8

I'm trying to do a simple regex match using NSRegularExpression, but I'm having some problems matching the string when the source contains multibyte characters:

let string = "D 9"

// The following matches (any characters)(SPACE)(numbers)(any characters)
let pattern = "([\\s\\S]*) ([0-9]*)(.*)"

let slen : Int = string.lengthOfBytesUsingEncoding(NSUTF8StringEncoding)

var error: NSError? = nil

var regex = NSRegularExpression(pattern: pattern, options: NSRegularExpressionOptions.DotMatchesLineSeparators, error: &error)

var result = regex?.stringByReplacingMatchesInString(string, options: nil, range: NSRange(location:0,
length:slen), withTemplate: "First \"$1\" Second: \"$2\"")

The code above returns "D" and "9" as expected

If I now change the first line to include a UK 'Pound' currency symbol as follows:

let string = "£ 9"

Then the match doesn't work, even though the ([\\s\\S]*) part of the expression should still match any leading characters.

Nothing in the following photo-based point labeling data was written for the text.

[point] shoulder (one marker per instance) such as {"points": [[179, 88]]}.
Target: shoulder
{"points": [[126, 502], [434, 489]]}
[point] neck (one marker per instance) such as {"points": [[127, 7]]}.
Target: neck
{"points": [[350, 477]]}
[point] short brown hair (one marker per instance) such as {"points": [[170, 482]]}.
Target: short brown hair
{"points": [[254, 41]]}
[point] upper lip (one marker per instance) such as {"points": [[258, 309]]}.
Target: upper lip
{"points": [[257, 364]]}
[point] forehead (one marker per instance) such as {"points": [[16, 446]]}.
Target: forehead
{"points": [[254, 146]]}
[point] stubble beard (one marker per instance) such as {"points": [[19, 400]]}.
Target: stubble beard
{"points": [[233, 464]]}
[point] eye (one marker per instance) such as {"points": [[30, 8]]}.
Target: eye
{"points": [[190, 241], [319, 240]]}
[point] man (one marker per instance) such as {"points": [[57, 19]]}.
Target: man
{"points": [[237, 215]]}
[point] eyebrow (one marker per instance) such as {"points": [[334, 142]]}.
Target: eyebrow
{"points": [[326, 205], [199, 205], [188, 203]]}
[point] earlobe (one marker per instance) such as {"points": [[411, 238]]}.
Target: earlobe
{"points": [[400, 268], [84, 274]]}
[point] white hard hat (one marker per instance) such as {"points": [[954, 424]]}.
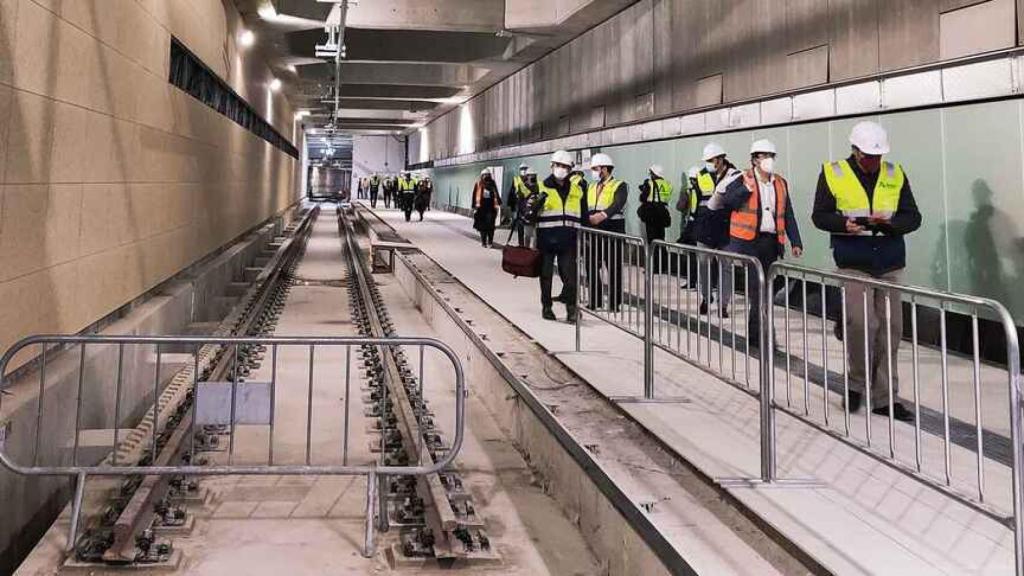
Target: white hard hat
{"points": [[869, 137], [763, 147], [601, 160], [561, 157], [713, 150]]}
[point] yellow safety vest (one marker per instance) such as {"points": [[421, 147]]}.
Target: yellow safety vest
{"points": [[556, 213], [600, 202], [851, 198]]}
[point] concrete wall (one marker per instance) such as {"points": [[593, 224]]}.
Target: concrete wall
{"points": [[662, 57], [111, 178], [964, 164], [377, 154]]}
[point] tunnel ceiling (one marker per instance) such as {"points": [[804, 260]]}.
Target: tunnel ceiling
{"points": [[407, 60]]}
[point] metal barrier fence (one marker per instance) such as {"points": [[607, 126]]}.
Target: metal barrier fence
{"points": [[654, 304], [662, 314], [230, 404], [868, 321]]}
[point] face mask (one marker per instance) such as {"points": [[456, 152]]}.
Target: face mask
{"points": [[870, 164]]}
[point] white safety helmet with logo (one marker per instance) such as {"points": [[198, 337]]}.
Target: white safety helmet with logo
{"points": [[869, 137]]}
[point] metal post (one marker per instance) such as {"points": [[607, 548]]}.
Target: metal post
{"points": [[648, 345], [580, 262], [368, 549], [76, 510]]}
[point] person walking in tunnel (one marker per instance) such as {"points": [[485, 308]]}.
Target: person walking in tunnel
{"points": [[407, 194], [761, 220], [389, 188], [653, 211], [424, 190], [713, 225], [867, 207], [557, 221], [485, 203], [686, 205], [523, 188], [606, 199], [375, 187]]}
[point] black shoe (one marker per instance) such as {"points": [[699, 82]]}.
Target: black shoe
{"points": [[855, 400], [899, 412]]}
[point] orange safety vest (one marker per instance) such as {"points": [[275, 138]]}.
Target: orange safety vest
{"points": [[743, 222]]}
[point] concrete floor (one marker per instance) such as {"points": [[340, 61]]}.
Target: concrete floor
{"points": [[845, 508]]}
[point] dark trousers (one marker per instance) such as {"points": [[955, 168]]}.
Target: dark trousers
{"points": [[606, 252], [765, 248], [564, 256]]}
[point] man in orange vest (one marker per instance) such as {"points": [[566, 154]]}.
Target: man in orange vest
{"points": [[761, 220]]}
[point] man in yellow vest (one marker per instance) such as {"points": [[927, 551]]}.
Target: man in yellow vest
{"points": [[761, 219], [713, 225], [557, 221], [606, 201], [867, 206]]}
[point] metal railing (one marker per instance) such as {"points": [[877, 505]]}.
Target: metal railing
{"points": [[649, 303], [807, 368], [868, 316], [237, 403]]}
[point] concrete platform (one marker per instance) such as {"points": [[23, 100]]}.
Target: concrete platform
{"points": [[848, 510]]}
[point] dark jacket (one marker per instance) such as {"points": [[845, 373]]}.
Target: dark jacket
{"points": [[735, 195], [885, 250], [713, 225], [560, 237], [617, 205]]}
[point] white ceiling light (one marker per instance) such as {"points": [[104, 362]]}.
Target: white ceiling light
{"points": [[267, 11]]}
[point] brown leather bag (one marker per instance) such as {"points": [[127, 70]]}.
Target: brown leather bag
{"points": [[519, 260]]}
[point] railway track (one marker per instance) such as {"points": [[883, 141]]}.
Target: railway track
{"points": [[434, 517]]}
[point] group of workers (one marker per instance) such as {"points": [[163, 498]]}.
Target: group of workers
{"points": [[863, 202], [406, 191]]}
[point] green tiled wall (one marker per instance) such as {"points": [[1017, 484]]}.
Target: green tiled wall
{"points": [[966, 165]]}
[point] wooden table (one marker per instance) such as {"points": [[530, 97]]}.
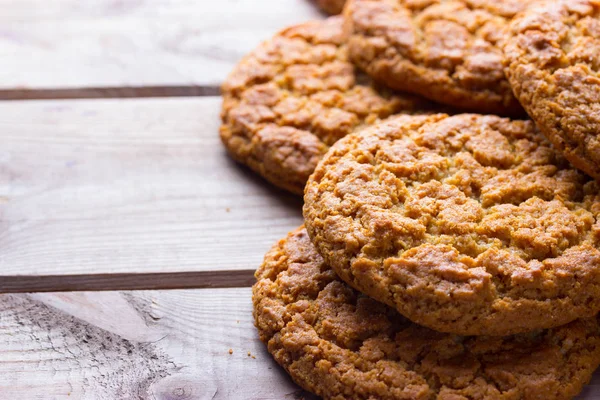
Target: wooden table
{"points": [[113, 179]]}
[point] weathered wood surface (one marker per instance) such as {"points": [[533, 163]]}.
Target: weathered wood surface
{"points": [[91, 187], [67, 45], [160, 345]]}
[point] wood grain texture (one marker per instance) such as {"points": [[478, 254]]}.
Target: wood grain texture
{"points": [[74, 44], [136, 345], [159, 345], [124, 281], [129, 186]]}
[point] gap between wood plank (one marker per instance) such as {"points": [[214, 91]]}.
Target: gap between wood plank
{"points": [[109, 92], [127, 281]]}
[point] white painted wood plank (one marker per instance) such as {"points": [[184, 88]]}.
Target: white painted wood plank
{"points": [[115, 186], [112, 43], [159, 345], [137, 345]]}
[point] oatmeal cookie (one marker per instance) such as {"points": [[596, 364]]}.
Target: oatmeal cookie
{"points": [[332, 7], [552, 59], [468, 224], [343, 345], [445, 50], [294, 96]]}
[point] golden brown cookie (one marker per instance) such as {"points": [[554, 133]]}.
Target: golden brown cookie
{"points": [[468, 224], [332, 7], [552, 58], [343, 345], [445, 50], [293, 97]]}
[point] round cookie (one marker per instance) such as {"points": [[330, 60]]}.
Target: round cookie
{"points": [[445, 50], [294, 96], [331, 7], [468, 224], [552, 56], [341, 344]]}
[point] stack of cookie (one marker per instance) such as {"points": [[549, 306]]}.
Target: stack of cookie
{"points": [[452, 245]]}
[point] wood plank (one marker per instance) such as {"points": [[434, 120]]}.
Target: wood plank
{"points": [[145, 345], [124, 281], [137, 345], [70, 44], [129, 186]]}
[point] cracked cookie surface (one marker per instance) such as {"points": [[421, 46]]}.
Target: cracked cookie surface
{"points": [[468, 224], [332, 7], [342, 345], [445, 50], [552, 59], [294, 96]]}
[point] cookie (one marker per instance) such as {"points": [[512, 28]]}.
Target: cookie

I understand that the £ symbol will take two bytes but the wildcard leading match should ignore those shouldn't it?

Can anyone explain what is going on here please?

PiotrWolkowski
  • 8,408
  • 6
  • 48
  • 68
NEIL STRONG
  • 113
  • 7
  • I'm not familiar with Swift and its regex engine, but in general I would be terribly surprised to find that `\s\S` isn't equivalent to `.` when Unicode is involved. Why aren't you using `.*` in the first grouping? That said, I'm not entirely convinced that tha's where the problem is, either; I think it's more likely that `[0-9]` fails to match unicode digits than that `\S` fails to match arbitrary non-space unicode characters. – Kyle Strand Apr 20 '15 at 19:23
  • Swift *does* support the `\d` character class, so why are you using `[0-9]`? If you try matching with `(.*) (\d*)(.*)`, do you get a match? – Kyle Strand Apr 20 '15 at 19:27
  • Thanks Kyle. I was using \s\S because of a mis-reading of an article about misuse of the '.' character. I've changed it to "(.*) (\d*)(.*)" but it still fails to match. I'm beginning to suspect it is a bug in the Swift implementation - any other character matches OK - E.g. "D$+@ 9" but when I put a '£' symbol anywhere in the string to be matched, it fails! – NEIL STRONG Apr 22 '15 at 05:54

2 Answers2

14

It can be confusing. The first parameter of stringByReplacingMatchesInString() is mapped from NSString in Objective-C to String in Swift, but the range: parameter is still an NSRange. Therefore you have to specify the range in the units used by NSString (which is the number of UTF-16 code points):

var result = regex?.stringByReplacingMatchesInString(string,
        options: nil,
        range: NSRange(location:0, length:(string as NSString).length),
        withTemplate: "First \"$1\" Second: \"$2\"")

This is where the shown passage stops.